Speaking at the trade group's commercial real-estate finance convention at Walt Disney World, Duncan noted that the money to fuel commercial markets is still readily available.

"There's no evidence of capital drying up," the economist said, adding that foreign investment is at an all-time high. Money globally looks for the safest place to get the best return, and that happens to be the United States, Duncan said.

With the U.S. economy growing -- Duncan sees a gradual slowing over the course of the year but still-healthy levels by year's end -- loan delinquencies are at historically low levels.

That will be a comfort to lenders as they consider hundreds of millions of dollars in new loans.

Lending increased in all commercial sectors last year, with office development leading the way, followed by apartments, retail and hotels.

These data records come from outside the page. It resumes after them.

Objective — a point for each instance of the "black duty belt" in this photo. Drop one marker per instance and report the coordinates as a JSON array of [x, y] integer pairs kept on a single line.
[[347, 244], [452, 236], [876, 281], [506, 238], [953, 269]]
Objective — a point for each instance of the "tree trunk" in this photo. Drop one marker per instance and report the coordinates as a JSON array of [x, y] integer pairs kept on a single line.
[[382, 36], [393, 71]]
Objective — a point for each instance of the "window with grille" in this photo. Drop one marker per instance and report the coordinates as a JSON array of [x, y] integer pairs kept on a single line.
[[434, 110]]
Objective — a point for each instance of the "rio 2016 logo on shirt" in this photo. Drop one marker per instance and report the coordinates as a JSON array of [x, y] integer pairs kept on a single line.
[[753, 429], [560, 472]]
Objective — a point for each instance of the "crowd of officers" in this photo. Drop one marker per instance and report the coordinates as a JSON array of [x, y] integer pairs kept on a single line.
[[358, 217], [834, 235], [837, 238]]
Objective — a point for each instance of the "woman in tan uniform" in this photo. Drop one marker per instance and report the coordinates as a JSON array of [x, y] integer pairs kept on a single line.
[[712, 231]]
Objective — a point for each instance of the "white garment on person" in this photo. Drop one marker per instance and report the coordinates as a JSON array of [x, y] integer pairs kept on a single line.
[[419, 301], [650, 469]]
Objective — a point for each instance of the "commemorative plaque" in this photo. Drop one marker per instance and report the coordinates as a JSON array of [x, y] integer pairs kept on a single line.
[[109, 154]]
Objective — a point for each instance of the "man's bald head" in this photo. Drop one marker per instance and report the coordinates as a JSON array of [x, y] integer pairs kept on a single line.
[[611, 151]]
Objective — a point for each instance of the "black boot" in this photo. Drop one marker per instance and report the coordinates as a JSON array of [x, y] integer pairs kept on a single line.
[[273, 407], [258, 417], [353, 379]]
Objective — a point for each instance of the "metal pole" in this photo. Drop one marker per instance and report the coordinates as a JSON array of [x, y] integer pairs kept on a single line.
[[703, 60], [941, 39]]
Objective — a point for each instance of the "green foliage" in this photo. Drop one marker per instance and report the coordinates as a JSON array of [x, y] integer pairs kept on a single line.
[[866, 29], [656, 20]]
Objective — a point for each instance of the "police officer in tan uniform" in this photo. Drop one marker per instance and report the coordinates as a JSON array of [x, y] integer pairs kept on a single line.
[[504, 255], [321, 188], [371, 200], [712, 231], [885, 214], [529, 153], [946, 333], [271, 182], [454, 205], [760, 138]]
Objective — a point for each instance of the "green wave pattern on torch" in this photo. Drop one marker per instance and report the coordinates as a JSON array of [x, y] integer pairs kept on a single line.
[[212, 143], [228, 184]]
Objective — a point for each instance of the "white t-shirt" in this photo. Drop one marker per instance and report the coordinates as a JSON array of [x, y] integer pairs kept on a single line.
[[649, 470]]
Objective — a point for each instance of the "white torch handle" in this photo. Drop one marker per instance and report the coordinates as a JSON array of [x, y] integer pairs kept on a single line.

Kieran P. Quinn, vice chairman of the trade association and chief executive officer of Column Financial, a subsidiary of Credit Suisse, said the recent extension of federally backed terrorism insurance gave commercial real estate a boost.

Prior to the initial terrorism-insurance law in 2002, commercial property loans were at a standstill after the Sept. 11, 2001, terrorist attacks, with insurers reluctant to cover properties.

The law's two-year extension also raises the threshold for federal involvement from $5 million to $50 million this year and to $100 million next year.

Quinn said mortgage bankers would like to see the federal terrorism-insurance program made permanent. The group also would like to see coverage added for nuclear and biological attacks, which are now excluded.

The Orlando conference has drawn key players from throughout the commercial real-estate business, from lenders to consultants and service providers. Those in attendance include J.P. Morgan, Merrill Lynch Commercial Real Estate, Prudential Financial, Morgan Stanley, CIBC World Markets and Deutsche Bank.